The discipline, dedication, and passion that the West Point faculty and student leaders have brought to their work on interdisciplinary education has captured the attention, adoration, and affection of the SENCER community. Our West Point colleagues have provided a thorough, thoughtful, and careful implementation of SENCER ideals with equally thoughtful and careful assessment of each element in all their work. They have designed a comprehensive, inclusive process with successful incremental and institution-wide changes. And they are not finished! The team’s and West Point’s work represents one of the largest applications of the SENCER ideals since our program began.
Professor Gary M. Booth of Brigham Young University
Gary Booth has been teaching for over 40 years at Brigham Young University in Provo, Utah. A biology professor in plant and wildlife sciences, Gary describes teaching as a journey of discovery. He is so dedicated to this journey that he left his successful research-based career at the University of Illinois to join the faculty at Brigham Young, just so he could teach more.

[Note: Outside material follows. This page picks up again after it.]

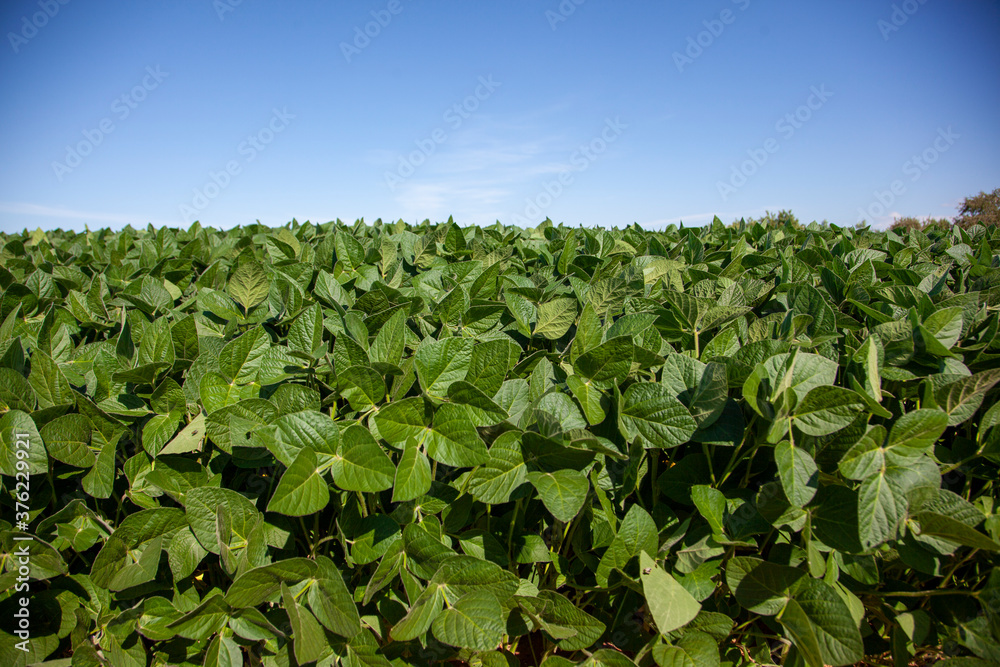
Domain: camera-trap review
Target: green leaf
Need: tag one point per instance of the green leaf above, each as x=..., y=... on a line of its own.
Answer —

Gary’s motto is “learning can be fun.” He firmly believes in using principles of active learning in his teaching. He has come to class with festoons of balloons, some filled with helium and some with oxygen to demonstrate chemical principles. He has filled his classroom with every tropical plant he could find along with a fog machine to recreate the tropical rain forest. He confesses to dressing as Yoda or Obi-Wan Kenobi to make a point memorable to students. He teaches students to love learning.
Gary cares deeply about learning about the learning that his students are doing. This commitment to what we now call assessment takes many forms, but one of special note to the SENCER community is Gary’s longtime use of the Student Assessment of Their Learning Gains (SALG) instrument. Gary’s use of the SALG was critical to early work used to assess the SALG’s validity.
In the NCSCE tribute, Gary is described as being “a distinguished, long-time, unflagging, unfailing, and imaginative contributor to the SENCER community. The Bennett Award will hold Dr. Booth’s contributions to students and education up as an inspiration to others.”
Gary certainly is an inspiration to me. I remember meeting Gary at the SSI in 2002 where he exhibited his trademark style and deeply held commitment to the engagement of students in all aspects of the learning process. He always brought teams of students to the SSIs and to the DC Symposia. He engaged students in his research with plants and fruits looking for anti-cancer agents. He is renowned for creating what he calls a “Cycle of Learning” in which upper-level students doing research with him come back and explain their research to his first-year students in introductory level courses, when the subjects of the student research serve to illuminate the lessons being taught in the beginning course.
Look on RateMyProfessor.com and the word you see most frequently is “love.” Students love his class, students love to learn, students love Dr. Booth. Ask his colleagues about his teaching and the words they use are “fervor, energy, and passion.”
Gary’s influence goes well beyond Provo. He has been a leader in the SCI-WestNet Pioneer Node where he helped create seven SENCER-based courses at Brigham Young Provo, Brigham Young Idaho, Regis University, and Utah Valley University.
One of his former students, now a professor and faculty member, says of him, “I always wanted to be some kind of teacher but Dr. Booth showed me the kind of teacher I want to be.” SENCER is both humbled and proud to honor Professor Gary M. Booth.